Davenport, T. & Prusak, L. (2000) stated that the components of knowledge management: people, process and technology must be uniformly supplied in terms of time and money. The most powerful force in knowledge management is people because they can able to change their environment so trust in people is an extraordinary phenomenon in managing people and their knowledge. Milton, N. (nd) described two other ways to manage knowledge called connect and collect, however these terms are vastly similar to the Nonaka, I. & Takeuchi, H. 'SECI model' (see section 2.7). The S mean Socialization and it begins through the connecting people into social networks where they can able to talk, to share dialogues with other people where the other three boxes named Externalization, Combination and Internalization is all about revolving tacit knowledge into explicit into tacit knowledge. For example knowledge is documented, recorded into knowledge system or knowledge repository in an organized way thus the others can access it. Organizational culture should abide for mistakes by recognizing and gratifying innovative errors, also there should be no fear of losing position from not knowing the entire thing (Gillingham, H. & Robert, B. 2006). In the view of Barnes, P. (2007), decentralize structure gives opportunities to know where the decisive knowledge is located and able to make more accurate decisions. Incentive and reward systems not only influence members to support knowledge management activities but it also encourage their willingness to take part in the creation and sharing knowledge (Yeh, Y. et al., 2006). Lack of trust alters into culture of trust and confidence get by face to face interactions; it's not only the way of transferring tacit knowledge between individuals but it allows to evaluating the trustworthiness of both the giver and the receiver. Use of technology in knowledge management stipulates user training and members should have skills available other than technical ones such as interpersonal skills.
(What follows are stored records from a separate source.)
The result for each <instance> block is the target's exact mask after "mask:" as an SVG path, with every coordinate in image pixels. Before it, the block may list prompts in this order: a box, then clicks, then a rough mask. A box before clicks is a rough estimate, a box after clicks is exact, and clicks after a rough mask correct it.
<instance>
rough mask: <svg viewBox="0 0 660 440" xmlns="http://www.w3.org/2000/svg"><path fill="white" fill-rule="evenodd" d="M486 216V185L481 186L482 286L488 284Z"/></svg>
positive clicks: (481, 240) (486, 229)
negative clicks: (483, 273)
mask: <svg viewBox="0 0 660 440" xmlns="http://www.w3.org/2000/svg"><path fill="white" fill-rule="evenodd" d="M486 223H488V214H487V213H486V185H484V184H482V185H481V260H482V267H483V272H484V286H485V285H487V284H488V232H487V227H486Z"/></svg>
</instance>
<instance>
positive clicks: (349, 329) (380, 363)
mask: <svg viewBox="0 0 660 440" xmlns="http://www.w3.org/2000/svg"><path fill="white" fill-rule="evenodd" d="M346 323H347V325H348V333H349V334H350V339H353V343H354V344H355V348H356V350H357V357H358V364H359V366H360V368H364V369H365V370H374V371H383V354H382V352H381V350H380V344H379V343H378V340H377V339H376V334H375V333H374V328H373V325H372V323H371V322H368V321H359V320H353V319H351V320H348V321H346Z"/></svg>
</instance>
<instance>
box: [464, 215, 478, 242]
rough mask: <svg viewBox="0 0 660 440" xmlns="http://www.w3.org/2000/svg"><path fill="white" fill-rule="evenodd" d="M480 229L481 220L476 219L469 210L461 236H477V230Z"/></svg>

According to the Abell, A. & Oxbrow, N. (2001) technologies should not be the driver and substitute of social interactions; neither should it be a barrier.

2.10 - Summary

Every organizations is a knowledge based and they possesses particular knowledge in various forms such as in human capital, structure capital, intellectual capital etc. and the issue of knowledge management is essential because organization lives in uncertain world. The above literature has been identified potential barriers to knowledge management which was categorized into organizational culture, people perceptions, ineffective processes and obsolete technologies. There is no cause to believe that those barriers will not impact on knowledge sharing to a more or fewer extent within an organization and between personnel. However the rationale of this study was not to classify an extensive organizational barrier profile but the principle was merely to recognize a set of commonly studied barriers in knowledge management which can be apparent in various means across an organization. When organizations managed and implement knowledge in a logical and structure way it can add value to both the employees and organizations effectiveness. The literature review also fascinated that knowledge management is a social activity or relies on social models, even though sharing of knowledge can be possible from technologies but recipient and sender of knowledge are still humans. Organizational culture, employee's perceptions and their characteristics, sources of knowledge creation and the context in which knowledge is shared are key consideration in knowledge management.